Tackling goals—whether at work, at home, or in fitness—can be challenging. But if you take care of the mind, it can help you take care of everything else.
Ask go-getters how their summer is going and you’re apt to hear a chorus of “I’m so busy” or “my calendar is packed and it’s only June!” or other variations on this theme. I’m guilty of this, too, and I sometimes find myself filling my days with email-checking, kitchen-tidying and Amazon-ogling until I realize it’s 11am and still I haven’t finished any actual work.
Busyness for the sake of busyness and without any meaningful output is a common problem for people personally and professionally, according to Laura Vanderkam, author of several books on time management, including “168 Hours: You Have More Time Than You Think” and “I Know How She Does It: How Successful Women Make the Most of Their Time.” “You haven’t really done anything, but it feels like you have,” she says. “We like to fill our lives with lots of those quick hits as opposed to more meaningful things that might take longer.”
Plus, these quick hits tend to expand to fill all the available time. We could spend five minutes checking email or 20, if we have those extra minutes.
All this busyness doesn’t accomplish much and can stress us out in the process. So why do it? “It feels good to say we’re busy and to feel busy too,” Vanderkam says. “Saying we’re busy is like saying we’re extremely important, we’re much in demand, everyone needs us.”
Here are some strategies for breaking this habit.
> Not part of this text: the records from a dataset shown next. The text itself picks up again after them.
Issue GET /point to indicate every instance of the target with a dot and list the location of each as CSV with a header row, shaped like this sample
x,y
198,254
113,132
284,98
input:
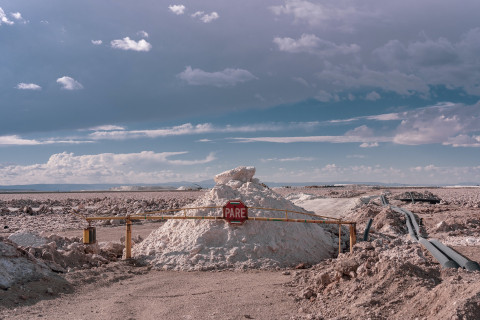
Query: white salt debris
x,y
242,174
207,245
18,266
26,238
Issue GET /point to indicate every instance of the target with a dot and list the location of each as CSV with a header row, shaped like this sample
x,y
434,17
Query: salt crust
x,y
16,266
207,245
26,238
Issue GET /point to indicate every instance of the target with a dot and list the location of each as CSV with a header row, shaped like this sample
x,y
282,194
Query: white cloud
x,y
4,18
15,140
356,156
438,124
457,125
362,131
142,33
69,83
178,9
463,140
18,16
436,61
430,174
107,127
369,145
301,81
225,78
206,17
310,43
352,76
190,129
142,167
341,15
328,139
325,96
129,44
372,96
28,86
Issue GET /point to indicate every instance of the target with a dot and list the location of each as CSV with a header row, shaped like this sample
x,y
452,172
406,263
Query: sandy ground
x,y
172,295
389,277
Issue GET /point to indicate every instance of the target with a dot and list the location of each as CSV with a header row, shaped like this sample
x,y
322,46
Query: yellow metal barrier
x,y
148,216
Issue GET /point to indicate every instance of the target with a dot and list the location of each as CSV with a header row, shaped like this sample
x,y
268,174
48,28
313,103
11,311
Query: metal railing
x,y
150,216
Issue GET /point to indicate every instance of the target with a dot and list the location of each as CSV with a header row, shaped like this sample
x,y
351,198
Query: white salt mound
x,y
17,266
243,174
206,245
27,238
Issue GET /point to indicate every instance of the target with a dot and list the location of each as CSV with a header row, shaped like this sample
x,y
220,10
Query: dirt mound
x,y
385,220
425,195
386,280
205,245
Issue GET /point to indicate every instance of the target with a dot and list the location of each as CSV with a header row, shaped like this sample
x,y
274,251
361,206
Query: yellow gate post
x,y
353,236
128,239
339,238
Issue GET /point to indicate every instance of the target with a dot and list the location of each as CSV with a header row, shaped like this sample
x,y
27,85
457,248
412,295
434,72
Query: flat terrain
x,y
389,277
173,295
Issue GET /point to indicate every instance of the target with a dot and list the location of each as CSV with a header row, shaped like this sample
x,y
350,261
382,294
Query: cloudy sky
x,y
306,91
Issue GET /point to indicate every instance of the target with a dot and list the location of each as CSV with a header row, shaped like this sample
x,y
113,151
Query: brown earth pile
x,y
386,280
Get clarity on what you want to accomplish
Without clear goals, it’s easy to get sucked in by micro-tasks, especially email. Vanderkam points to the coveted Inbox Zero (where you delete or archive all your emails) as a prime example. “Is that going on your tombstone?” she asks. “You haven’t done anything. [Email is] a tool to do your job, it’s not actually your job itself.” Set goals around what you hope to accomplish daily, weekly, monthly, etc. and focus on those tasks instead of the faux productivity that can suck us in.
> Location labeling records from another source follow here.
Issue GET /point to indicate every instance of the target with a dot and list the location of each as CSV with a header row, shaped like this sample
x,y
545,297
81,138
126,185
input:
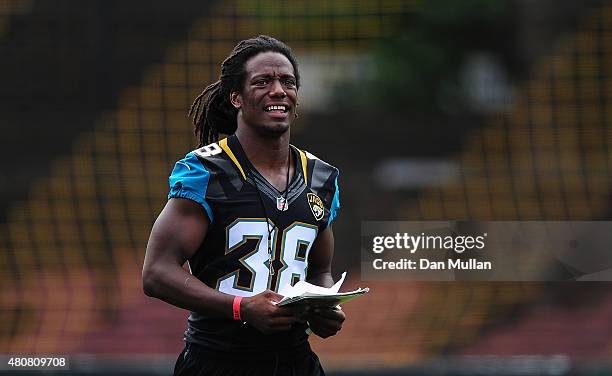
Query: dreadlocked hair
x,y
212,113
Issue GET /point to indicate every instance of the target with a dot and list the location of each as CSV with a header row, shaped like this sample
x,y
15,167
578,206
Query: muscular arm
x,y
177,234
320,260
324,322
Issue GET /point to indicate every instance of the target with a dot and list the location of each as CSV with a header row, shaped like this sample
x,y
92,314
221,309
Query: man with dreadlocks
x,y
252,215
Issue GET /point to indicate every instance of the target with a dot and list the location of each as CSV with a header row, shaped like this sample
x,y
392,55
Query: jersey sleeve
x,y
189,179
335,204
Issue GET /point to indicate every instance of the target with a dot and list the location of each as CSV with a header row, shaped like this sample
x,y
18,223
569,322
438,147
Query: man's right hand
x,y
261,312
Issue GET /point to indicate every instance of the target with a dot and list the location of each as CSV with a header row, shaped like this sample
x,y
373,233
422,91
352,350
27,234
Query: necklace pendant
x,y
282,204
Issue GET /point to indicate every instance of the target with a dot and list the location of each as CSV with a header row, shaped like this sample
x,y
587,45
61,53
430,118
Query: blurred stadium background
x,y
436,109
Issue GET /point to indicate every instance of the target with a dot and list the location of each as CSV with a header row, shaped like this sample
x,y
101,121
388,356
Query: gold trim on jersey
x,y
304,160
230,153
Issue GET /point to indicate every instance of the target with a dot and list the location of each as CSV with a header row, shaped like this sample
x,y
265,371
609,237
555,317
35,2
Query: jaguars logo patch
x,y
316,205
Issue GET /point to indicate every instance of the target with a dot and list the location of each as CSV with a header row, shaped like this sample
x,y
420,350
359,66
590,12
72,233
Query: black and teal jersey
x,y
234,256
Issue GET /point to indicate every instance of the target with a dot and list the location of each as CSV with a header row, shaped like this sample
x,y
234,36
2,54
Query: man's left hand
x,y
326,321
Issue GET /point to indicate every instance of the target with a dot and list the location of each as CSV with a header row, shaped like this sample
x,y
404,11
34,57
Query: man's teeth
x,y
276,108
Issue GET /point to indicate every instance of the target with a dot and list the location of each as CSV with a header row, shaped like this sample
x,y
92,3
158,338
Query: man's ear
x,y
236,99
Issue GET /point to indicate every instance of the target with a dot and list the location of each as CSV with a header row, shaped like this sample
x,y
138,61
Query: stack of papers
x,y
317,296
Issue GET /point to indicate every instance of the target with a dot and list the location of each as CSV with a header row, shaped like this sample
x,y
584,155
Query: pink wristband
x,y
236,307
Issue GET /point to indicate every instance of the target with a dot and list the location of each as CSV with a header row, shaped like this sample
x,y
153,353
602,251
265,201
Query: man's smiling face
x,y
269,96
Outside of work, it’s easy to fritter away a weekend watching cat videos and folding laundry rather than doing the things that truly refresh us and bring us deeper enjoyment. Prioritize the more meaningful stuff (a long bike ride, an afternoon of thrift store shopping with a friend) and nix the stuff that just makes you feel needlessly busy. Meditation can also help clear your head and refocus on the truly important tasks. Trust us: the laundry will still be there afterwards.
Just as you’d stop buying junk food when you’re trying to lose weight, removing the temptation for faux productivity can help you focus on the important stuff. If you find yourself obsessively checking Instagram or Facebook when that presentation is due in 24 hours, you could use tools that block distracting websites or turn off your internet altogether. “You can put your phone in airplane mode or turn the [WiFi] off on your laptop,” Vanderkam says. “When you do that, you can turn it back on, but it requires you to make a conscious choice to do it.” If you work from home like I do and tend to use housework as your quick hit rather than focusing on meatier tasks, go work in a coffee shop or coworking space instead.
Use quick hits as rewards
We still can’t ignore “quick hit” tasks like email altogether, so Vanderkam suggests making them the reward for accomplishing bigger tasks, which gives the hierarchy of tasks more clarity to us. She suggests saying “I’m gonna work on this project for 45 minutes and be in my inbox for 15,” she says. “That can be a good way to break up big projects and still be responsive to people.”
The author of this post is an editorial contributor to Headspace. These are their views, experiences and results and theirs alone. This contributor was paid for their writing.